VS Code 1.108 released, Qwen3-VL-Embedding and Reranker models launched, vLLM adds KV Offloading, Cerebras integrates GLM-4.7.

Main Content

  • Visual Studio Code 1.108 Release: Internal maintenance optimization closes nearly 6,000 issues. Agent Skills moves to stable release, and terminal IntelliSense user experience is significantly improved.

  • Qwen3-VL-Embedding Model: Based on Qwen3-VL foundation model supporting text, image, and video inputs across 30+ languages. Achieves SOTA performance on multimodal retrieval benchmarks.

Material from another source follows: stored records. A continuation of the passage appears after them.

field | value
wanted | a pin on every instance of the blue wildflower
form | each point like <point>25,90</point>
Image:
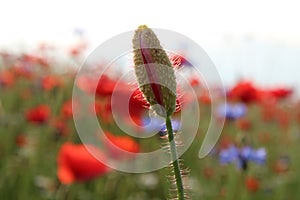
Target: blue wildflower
<point>241,157</point>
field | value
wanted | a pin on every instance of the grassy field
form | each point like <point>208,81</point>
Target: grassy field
<point>257,156</point>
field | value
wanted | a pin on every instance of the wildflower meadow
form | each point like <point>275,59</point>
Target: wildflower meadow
<point>43,156</point>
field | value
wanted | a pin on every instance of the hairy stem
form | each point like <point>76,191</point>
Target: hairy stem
<point>175,163</point>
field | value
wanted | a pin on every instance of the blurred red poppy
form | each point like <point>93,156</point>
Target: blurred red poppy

Open-sourced on Hugging Face with configurable embedding dimensions and quantization support.

  • Qwen3-VL-Reranker Model: Computes fine-grained relevance scores for improved retrieval accuracy. Supports multimodal inputs and multiple languages for image-text retrieval, video search, and multimodal RAG scenarios. Open-sourced with API coming soon.

  • vLLM KV Offloading Connector: New asynchronous KV cache offloading to CPU RAM improves concurrency. Achieves up to 9x throughput improvement on H100 and reduces TTFT time by 2-22x.

  • vLLM Qwen3-VL Integration: Adds compatibility for Qwen3-VL-Embedding and Qwen3-VL-Reranker with quick start guide for enhanced multimodal model inference efficiency.

  • Cerebras GLM-4.7 Integration: New GLM-4.7 model supports coding, tool agents, and multi-turn reasoning at 1000 tokens/s for coding (up to 1700 tokens/s for other scenarios). Offers 10x better price-performance than Sonnet 4.5.